The HPMIXED Procedure

Computing and Maximizing the Likelihood

In computing the restricted likelihood function given previously, the determinants of the matrices $\bC$ and $\bG$ can be obtained effectively by using Cholesky decomposition. The quadratic term $\mb {y}’\bP \mb {y}$ can be expressed in terms of solutions of mixed model equations as follows:

$\mb {y}’\bP \mb {y} = \frac{1}{\sigma ^2} \left(\mb {y}’\mb {y} - \left[ \widehat{\bbeta }’, \widehat{\bgamma }’\right] \left[ \begin{array}{c} \bX ’\mb {y} \\ \bZ ’\mb {y} \end{array} \right]\right)$

By default, the HPMIXED procedure profiles out the residual variance $\sigma ^2$ from the parameter vector $\btheta$ . Let $\btheta ^*$ be the new parameter vector such that $\theta ^*_ i = \theta _ i/\sigma ^2$ . The profiled objective function becomes

$\begin{equation*} L(\btheta ^*,\sigma ^2) = (n-p) \log (2 \pi ) + \log |\bC ^*| + \log |\bG ^*| - (r_ C - r_ G -n)\log (\sigma ^2) + (n - p) \end{equation*}$

where $\bC ^* = \bC \sigma ^2$ and $\bG ^* = \bG \sigma ^2$ are the profiled versions of $\bC$ and $\bG$ , $r_ C$ and $r_ G$ are the ranks of $\bC$ and $\bG$ . Minimizing analytically for $\sigma ^2$ yields

$\widehat{\sigma }^2 = \frac{1}{n-p}\left(\mb {y}’\mb {y} - \left[ \widehat{\bbeta }’, \widehat{\bgamma }’\right] \left[ \begin{array}{c} \bX ’\mb {y} \\ \bZ ’\mb {y} \end{array} \right]\right)$

Optimizing the likelihood calls for derivatives with respect to the parameters. The first and second derivatives of the log-likelihood function L with respect to scalar variance components $\theta _ i$ and $\theta _ j$ are

$\frac{\partial L}{\partial \theta _ i} = \mbox{tr}\left(\frac{\partial \bV }{\partial \theta _ i}\bP \right) - \mb {y}’\bP \frac{\partial \bV }{\partial \theta _ i}\bP \mb {y}$

and

$\frac{\partial ^2 L}{\partial \theta _ i\theta _ j} = -\mbox{tr}\left(\frac{\partial \bV }{\partial \theta _ i}\bP \frac{\partial \bV }{\partial \theta _ j}\bP \right) + 2\mb {y}’\bP \frac{\partial \bV }{\partial \theta _ i}\bP \frac{\partial \bV }{\partial \theta _ j}\bP \mb {y}$

The default quasi-Newton method of optimization for the HPMIXED procedure requires only first derivatives of the log likelihood, and these are readily derived by solving the mixed model equations. For example, when $\bG = \bI \sigma _ a$ , the first derivative of the log likelihood with respect to the parameter $\sigma ^2_ a$ can be computed as follows:

$\frac{\partial L}{\partial \sigma ^2_ a} = \frac{q}{\sigma ^2_ a} - \frac{\mbox{tr}(\bC ^{aa})}{\sigma ^4_ a} - \frac{\widehat{\bgamma }\widehat{\bgamma }}{\sigma ^4_ a}$

where q is the size of $\bgamma$ vector and $\bC ^{aa}$ is the part of the g-inverse of the mixed model equation coefficient matrix $\bC$ corresponding to the random effect $\bgamma$ .
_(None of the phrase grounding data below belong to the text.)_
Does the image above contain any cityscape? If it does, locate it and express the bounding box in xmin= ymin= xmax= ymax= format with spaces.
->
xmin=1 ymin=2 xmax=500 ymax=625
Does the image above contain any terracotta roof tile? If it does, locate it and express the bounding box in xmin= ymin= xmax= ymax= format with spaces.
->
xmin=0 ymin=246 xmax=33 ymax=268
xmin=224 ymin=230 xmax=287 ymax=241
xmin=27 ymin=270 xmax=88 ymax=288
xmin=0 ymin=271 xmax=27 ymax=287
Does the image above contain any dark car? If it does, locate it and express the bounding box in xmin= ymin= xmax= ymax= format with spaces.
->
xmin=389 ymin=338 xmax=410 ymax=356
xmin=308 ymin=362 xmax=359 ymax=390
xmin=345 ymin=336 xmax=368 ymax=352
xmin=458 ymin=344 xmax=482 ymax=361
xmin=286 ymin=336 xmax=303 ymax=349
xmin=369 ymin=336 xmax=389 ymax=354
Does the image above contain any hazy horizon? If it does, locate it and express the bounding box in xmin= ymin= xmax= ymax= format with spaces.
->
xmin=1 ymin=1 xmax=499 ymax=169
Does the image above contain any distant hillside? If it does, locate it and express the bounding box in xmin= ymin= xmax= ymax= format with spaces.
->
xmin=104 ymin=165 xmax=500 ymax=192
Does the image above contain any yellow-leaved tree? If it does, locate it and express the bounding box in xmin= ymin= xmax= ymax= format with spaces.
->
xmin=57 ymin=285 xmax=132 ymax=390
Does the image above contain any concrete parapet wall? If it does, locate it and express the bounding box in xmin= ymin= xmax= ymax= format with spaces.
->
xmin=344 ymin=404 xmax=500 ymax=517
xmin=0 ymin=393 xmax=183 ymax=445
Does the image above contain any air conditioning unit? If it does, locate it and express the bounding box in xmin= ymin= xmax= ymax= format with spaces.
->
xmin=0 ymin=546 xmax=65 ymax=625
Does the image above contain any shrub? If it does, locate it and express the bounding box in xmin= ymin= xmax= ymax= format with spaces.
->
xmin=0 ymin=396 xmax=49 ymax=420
The second derivative of the log likelihood needs to be computed only if you specify certain nondefault optimization techniques in the NLOPTIONS statement, namely TECH=NEWRAP, TECH=NRRIDG, or TECH=TRUREG; see NLOPTIONS Statement in Chapter 19: Shared Concepts and Topics, for more information about optimization techniques. For these second-derivative-based optimization techniques, the HPMIXED procedure does not actually use the true second derivative matrix, or observed information matrix, as defined earlier. Instead, it uses an alternative matrix that is more efficient to compute for large problems and that can be more stable. This alternative is called the average information matrix, and it is defined as follows. The expected value of the second derivative is

$\bE (\frac{\partial ^2 L}{\partial \theta _ i\theta _ j}) = \mbox{tr}\left(\frac{\partial \bV }{\partial \theta _ i}\bP \frac{\partial \bV }{\partial \theta _ j}\bP \right)$

It is this trace that is computationally inefficient to evaluate. But if you average the expected information matrix defined by this formula with the observed information matrix defined by the preceding formula for the true second derivative, then the trace term cancels, leaving just a quadratic expression in $\mb {y}$ . This quadratic expression defines the average information (Johnson and Thompson, 1995) with respect to $\theta _ i$ and $\theta _ j$ :

$\mbox{AI}(\theta _ i,\theta _ j) = \mb {y}’\bP \frac{\partial \bV }{\partial \theta _ i}\bP \frac{\partial \bV }{\partial \theta _ j}\bP \mb {y}$